My Companion Always Wants to Talk On Her Topics: Is It Time to End the Friendship?

We've been friends with a woman, a person who's faced and conquered several hardships, her resilience is commendable. Yet, she has been repeatedly caught off guard by people. Her partner walked away, which came as a huge shock. Several of her social circle disappeared at that point, as they were drawn to the spouse. This surprised her. She put in greater energy to be my friend, and must have grasped better the meaning of companionship.

A Recurring Theme of Disappearance

Over the years, quite a few in her circle vanished leaving her sure why. Her last employer became hostile, even though she had been very skilled at her work, she departed not understanding what had changed.

Current Dynamics

In recent times, we've both stepped back from work and are seeing time together, yet I realize my role between us feels one-sided. I start discussion points and she changes the talk toward her own topics. Regarding political views, she holds firm beliefs. My effort is to recommend double-checking information and alternate views.

She is planning a trip to a nation I've visited many times even called home for a while. My intention was to share advice, but this was met with resistance. She really just desired validation of her choices.

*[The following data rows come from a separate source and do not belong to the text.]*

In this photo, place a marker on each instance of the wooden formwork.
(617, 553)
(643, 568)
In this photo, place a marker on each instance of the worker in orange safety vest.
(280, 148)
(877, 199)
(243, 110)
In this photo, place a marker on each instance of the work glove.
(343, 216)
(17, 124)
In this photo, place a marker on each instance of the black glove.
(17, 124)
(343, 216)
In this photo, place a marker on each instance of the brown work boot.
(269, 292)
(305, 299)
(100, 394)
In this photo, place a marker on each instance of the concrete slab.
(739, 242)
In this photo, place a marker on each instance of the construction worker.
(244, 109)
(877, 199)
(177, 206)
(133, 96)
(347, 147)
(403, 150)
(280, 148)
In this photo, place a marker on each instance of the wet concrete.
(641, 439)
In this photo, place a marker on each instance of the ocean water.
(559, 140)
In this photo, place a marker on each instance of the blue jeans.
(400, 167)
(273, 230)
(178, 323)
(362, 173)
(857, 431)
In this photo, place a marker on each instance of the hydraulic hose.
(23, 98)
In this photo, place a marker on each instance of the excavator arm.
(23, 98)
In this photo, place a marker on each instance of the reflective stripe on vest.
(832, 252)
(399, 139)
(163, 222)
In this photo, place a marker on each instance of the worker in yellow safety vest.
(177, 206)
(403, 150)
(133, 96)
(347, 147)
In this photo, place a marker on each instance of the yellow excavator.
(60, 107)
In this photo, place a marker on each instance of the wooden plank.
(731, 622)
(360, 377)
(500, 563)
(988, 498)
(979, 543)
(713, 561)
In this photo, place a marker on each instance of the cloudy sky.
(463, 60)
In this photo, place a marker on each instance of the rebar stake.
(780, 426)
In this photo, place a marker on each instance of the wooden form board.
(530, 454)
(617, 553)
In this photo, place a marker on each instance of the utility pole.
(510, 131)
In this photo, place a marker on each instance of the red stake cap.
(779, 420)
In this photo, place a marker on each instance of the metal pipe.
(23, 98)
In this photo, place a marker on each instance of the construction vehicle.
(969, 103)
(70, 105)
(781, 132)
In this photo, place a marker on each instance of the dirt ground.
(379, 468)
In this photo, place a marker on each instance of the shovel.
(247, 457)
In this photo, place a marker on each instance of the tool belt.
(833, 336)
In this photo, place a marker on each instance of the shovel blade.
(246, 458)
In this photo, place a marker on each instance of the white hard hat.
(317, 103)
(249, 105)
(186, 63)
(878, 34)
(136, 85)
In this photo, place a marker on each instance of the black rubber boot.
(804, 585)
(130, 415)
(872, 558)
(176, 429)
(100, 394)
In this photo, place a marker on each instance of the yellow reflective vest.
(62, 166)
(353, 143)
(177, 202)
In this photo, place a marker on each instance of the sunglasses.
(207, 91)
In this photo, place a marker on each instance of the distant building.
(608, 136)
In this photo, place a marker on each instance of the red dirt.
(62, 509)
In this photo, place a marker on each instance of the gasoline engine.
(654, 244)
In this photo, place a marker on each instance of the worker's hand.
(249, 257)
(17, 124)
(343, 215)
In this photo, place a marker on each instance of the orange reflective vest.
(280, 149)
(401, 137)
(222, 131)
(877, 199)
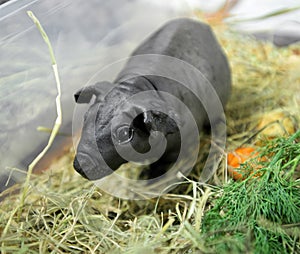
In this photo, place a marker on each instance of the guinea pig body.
(179, 48)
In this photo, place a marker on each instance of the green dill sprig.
(264, 208)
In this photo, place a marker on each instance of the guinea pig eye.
(124, 134)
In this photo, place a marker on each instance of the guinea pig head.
(114, 131)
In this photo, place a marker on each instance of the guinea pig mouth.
(88, 168)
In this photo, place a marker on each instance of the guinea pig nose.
(85, 166)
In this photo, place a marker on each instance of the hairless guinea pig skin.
(187, 40)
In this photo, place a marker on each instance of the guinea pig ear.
(85, 94)
(159, 121)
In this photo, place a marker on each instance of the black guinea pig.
(115, 125)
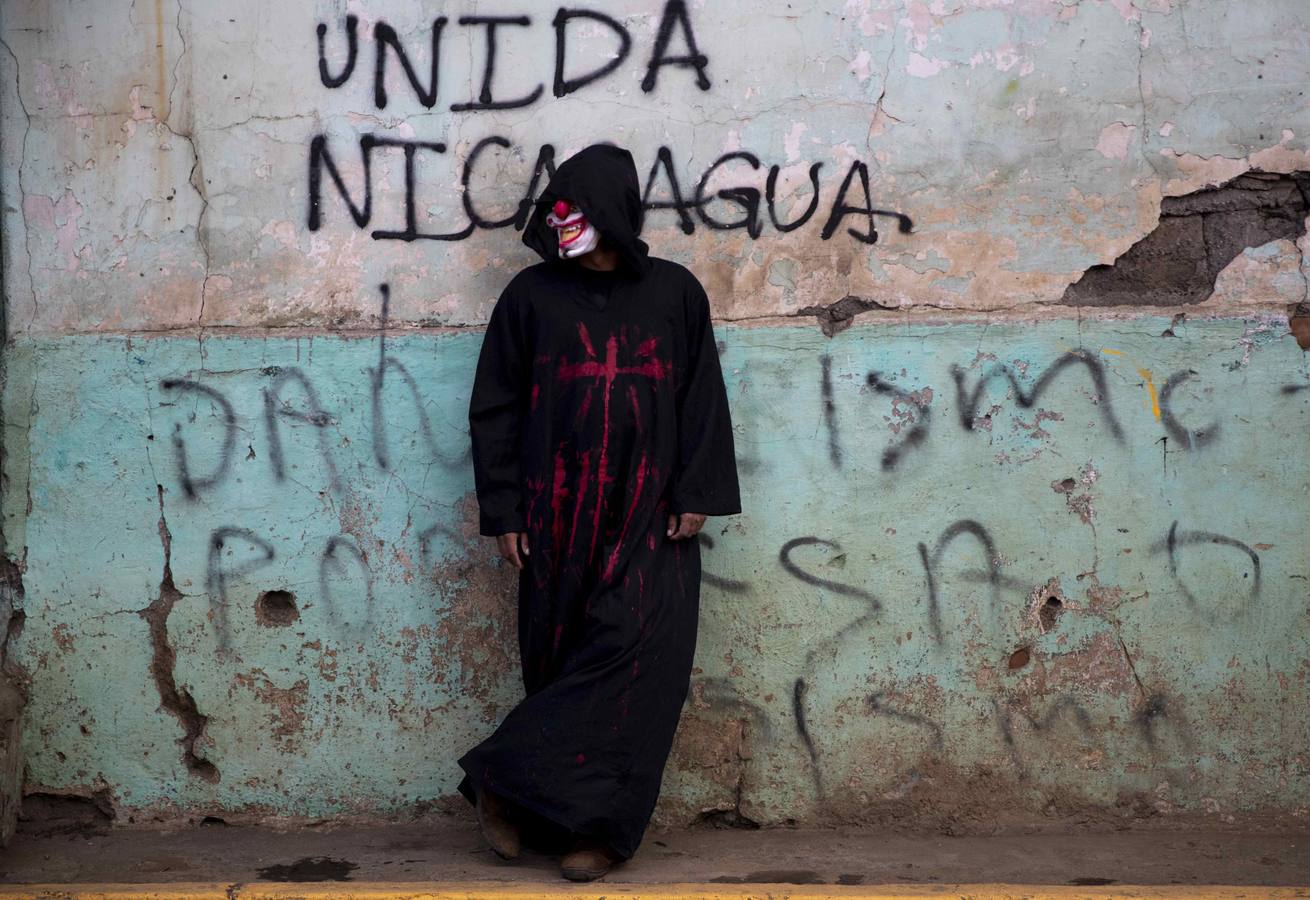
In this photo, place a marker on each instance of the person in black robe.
(601, 439)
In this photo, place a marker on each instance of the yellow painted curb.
(604, 891)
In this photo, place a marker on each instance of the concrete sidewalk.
(444, 854)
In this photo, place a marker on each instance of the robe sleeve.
(706, 477)
(495, 418)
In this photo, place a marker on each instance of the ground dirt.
(448, 849)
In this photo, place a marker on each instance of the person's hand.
(511, 545)
(684, 524)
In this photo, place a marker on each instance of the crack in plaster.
(176, 700)
(197, 176)
(22, 193)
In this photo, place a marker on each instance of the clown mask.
(577, 235)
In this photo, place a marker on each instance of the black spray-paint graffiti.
(377, 384)
(275, 406)
(216, 574)
(332, 563)
(1188, 438)
(191, 485)
(282, 408)
(904, 404)
(656, 197)
(932, 561)
(675, 25)
(1177, 540)
(801, 687)
(968, 401)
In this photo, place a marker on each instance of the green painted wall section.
(1089, 600)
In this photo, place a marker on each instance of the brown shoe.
(588, 861)
(498, 831)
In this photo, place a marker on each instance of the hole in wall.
(1048, 612)
(275, 608)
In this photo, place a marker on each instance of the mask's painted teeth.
(571, 232)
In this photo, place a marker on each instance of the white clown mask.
(577, 235)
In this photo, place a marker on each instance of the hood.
(601, 181)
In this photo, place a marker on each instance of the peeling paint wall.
(1021, 423)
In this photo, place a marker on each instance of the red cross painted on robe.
(604, 374)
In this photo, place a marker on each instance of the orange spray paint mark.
(1150, 389)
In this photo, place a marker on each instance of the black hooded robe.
(598, 410)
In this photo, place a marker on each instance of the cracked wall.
(1036, 396)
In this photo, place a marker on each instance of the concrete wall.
(1022, 430)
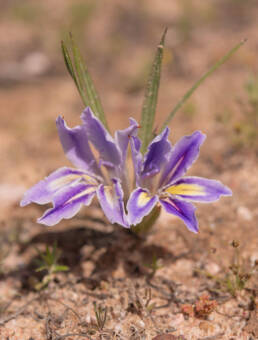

I've just come back from 30 days there and she wants to catch up, but I don't.

Considering the Choices

I don't want to be a friend who abandons suddenly without a word, but I don't think she will ever comprehend the consequences of her actions on how I feel about myself. At this point, I find myself in avoidance mode. What should I do?

Potential Solutions

You could end things abruptly, but it is seldom the peaceful resolution that we desire. But confrontation with a view to a solution demands strength and willingness for each of you.

Therapists recommend applying a practical approach to handling disagreements:

"The first step involves describing the usual pattern when you talk. It should be as factual as possible and basically an unbiased account. Step two is to express the way it makes you feel. There should be no dispute here. Emotions belong to you, naturally. Step three is to ask how you are both can shift the interaction of your friendship."

Consider that she also holds perspectives, meaning you must to be prepared to hear that. An approach that works is to say your friend:

"Now you talk while I will remain silent for 30 minutes."
It's remarkably successful for promoting mutual respect.

Closing Considerations

This person could ignore everything, since certain individuals cling to a self-protecting mindset: they rely on a story about themselves they cannot let go of as it feels essential depends upon it and it represents familiar to them. This is difficult as there is no easy route in such cases, just dead ends. Yet she could at first react like this and then think on your words. And even if you never reach a fix, it will give you satisfaction from having been open and direct.

Christopher Webster
Christopher Webster

A tech journalist and gaming enthusiast with over a decade of experience covering emerging technologies and digital culture.